- Music
- 12 Mar 12
Django Django’s reputation for balls-out quirkiness precedes them. So it comes as a mild surprise to see four young men with sensible hair-cuts straightforwardly mooch on stage and tune their guitars. Admittedly, their matching patterned shirts err towards wacky, but, still, for an outfit whose press-kit gushes about zany live shows and random displays of wanton bonker-dom, they aren’t quite what you expected.
Speaking to the media the group have professed astonishment at being constantly compared to the Beta Band, much mourned masters of alt. jangle craziness. They protest too much, you suspect. On their debut album, Django Django – three Scots and a Derry native – take the Beta Band’s patented oddball formula and subject it to a 21st century reboot (it comes as no surprise that drummer David Maclean is the brother of the Beta Band’s keyboardist). None of this is a criticism, just a statement of the obvious, and you wonder why Django Django are so affronted by the comparison.

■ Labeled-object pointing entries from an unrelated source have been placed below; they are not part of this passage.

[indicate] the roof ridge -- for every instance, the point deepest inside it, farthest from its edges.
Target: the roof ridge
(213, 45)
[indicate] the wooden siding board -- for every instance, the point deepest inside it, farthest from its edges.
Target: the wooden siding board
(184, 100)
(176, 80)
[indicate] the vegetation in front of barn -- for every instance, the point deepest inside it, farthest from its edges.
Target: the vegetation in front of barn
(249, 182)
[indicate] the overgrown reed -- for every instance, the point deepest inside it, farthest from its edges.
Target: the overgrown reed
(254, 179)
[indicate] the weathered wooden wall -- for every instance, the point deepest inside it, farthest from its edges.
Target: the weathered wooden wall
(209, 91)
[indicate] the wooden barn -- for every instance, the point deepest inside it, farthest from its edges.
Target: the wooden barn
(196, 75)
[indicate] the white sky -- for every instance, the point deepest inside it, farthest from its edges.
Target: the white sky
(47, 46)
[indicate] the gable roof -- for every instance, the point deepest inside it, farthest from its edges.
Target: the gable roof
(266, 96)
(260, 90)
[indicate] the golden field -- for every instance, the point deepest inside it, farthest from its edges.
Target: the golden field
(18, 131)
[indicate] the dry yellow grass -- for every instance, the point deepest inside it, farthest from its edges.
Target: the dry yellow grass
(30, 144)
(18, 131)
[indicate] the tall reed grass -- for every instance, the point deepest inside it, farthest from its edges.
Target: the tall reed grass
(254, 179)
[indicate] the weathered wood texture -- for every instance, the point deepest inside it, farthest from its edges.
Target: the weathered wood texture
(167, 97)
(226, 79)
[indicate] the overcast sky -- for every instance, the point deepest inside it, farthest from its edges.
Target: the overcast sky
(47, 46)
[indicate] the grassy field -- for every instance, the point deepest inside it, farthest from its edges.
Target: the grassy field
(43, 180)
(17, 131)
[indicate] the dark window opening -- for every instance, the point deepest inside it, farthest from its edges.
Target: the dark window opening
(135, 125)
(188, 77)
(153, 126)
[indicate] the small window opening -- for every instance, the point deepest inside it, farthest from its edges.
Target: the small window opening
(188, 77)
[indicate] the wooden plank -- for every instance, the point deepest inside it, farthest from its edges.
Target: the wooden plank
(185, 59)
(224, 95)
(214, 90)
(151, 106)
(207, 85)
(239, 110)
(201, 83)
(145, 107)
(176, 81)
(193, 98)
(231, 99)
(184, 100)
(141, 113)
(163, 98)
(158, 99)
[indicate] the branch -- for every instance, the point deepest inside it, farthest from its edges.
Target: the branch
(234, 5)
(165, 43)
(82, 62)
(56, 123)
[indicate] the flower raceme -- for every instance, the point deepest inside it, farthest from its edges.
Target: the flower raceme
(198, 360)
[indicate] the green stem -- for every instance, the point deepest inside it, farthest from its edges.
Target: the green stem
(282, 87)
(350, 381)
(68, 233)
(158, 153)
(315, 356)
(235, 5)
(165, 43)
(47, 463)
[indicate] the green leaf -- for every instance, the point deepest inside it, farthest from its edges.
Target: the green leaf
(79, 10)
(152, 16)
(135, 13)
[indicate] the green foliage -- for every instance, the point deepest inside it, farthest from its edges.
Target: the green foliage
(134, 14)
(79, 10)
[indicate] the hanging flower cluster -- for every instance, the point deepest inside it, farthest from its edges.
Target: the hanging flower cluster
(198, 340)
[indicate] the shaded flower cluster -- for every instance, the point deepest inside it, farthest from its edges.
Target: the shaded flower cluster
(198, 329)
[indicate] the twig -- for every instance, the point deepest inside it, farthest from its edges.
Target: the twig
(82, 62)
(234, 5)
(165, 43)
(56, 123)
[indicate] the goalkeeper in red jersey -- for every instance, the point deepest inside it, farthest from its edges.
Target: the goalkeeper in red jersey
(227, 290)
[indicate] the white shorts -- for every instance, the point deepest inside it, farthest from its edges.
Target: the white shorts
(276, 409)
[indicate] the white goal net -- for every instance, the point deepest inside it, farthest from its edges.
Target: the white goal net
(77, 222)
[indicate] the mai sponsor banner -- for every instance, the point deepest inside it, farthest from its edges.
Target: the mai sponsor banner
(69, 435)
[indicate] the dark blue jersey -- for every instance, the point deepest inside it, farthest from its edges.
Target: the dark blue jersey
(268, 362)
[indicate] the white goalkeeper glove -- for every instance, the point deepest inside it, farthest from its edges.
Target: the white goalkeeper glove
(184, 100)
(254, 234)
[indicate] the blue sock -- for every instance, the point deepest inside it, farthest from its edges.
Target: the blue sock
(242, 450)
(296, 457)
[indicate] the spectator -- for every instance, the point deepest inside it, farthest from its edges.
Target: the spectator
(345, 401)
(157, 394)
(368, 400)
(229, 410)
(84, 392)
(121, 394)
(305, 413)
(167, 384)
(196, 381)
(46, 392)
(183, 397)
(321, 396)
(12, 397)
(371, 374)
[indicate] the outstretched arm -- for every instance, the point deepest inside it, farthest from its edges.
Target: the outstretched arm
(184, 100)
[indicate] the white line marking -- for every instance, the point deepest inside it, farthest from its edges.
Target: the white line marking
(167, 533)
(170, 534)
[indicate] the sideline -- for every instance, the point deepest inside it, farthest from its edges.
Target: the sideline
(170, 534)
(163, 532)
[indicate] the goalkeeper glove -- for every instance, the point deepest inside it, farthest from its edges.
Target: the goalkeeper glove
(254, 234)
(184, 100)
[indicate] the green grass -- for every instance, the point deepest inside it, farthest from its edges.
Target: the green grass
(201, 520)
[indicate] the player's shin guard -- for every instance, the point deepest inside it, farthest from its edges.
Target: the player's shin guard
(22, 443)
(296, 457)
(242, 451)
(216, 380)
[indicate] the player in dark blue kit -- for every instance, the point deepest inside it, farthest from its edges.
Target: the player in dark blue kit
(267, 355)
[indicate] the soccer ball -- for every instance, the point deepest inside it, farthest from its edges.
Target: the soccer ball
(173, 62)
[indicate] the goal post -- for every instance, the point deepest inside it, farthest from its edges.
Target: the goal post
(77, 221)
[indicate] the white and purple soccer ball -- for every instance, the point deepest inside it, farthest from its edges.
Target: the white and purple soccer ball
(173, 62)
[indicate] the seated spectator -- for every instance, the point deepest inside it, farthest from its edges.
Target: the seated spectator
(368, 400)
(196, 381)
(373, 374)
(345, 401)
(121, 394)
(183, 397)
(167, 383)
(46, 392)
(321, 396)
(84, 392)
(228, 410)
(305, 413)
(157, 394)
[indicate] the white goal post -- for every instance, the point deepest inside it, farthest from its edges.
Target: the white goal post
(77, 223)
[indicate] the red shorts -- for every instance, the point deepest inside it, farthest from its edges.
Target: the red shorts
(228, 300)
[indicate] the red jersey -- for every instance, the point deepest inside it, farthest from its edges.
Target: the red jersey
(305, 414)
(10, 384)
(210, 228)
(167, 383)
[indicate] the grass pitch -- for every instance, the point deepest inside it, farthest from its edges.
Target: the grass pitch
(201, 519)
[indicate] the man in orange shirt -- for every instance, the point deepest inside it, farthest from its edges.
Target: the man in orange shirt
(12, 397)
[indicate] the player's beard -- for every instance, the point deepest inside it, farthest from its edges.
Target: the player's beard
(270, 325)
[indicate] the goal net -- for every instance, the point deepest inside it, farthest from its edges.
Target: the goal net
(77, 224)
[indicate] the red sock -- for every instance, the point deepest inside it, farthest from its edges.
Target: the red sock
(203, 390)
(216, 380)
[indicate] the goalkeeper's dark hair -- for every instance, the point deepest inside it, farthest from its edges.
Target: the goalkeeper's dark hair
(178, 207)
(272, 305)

Singer Vincent Neff – a former Foyleside choirboy – is the charismatic one. With his parted quiff and jerky movements, he reminds you of a nerd-chic Alex Kapranos as he leads the line-up through the twitchily tempestuous ‘Love’s Dart’, a nougatty conspiracy of carefree beach-pop and cranium-crushing psychedelia. On their best songs Django Django combine the avant-grade and a charming playfulness – ‘Life’s A Beach’ is built around a Dick Dale surf riff, atop which the group pile art-rock embellishments; there’s a gospel sweep to ‘Waveforms’ while the epic ‘Storm’ suggests a krautrock Blur.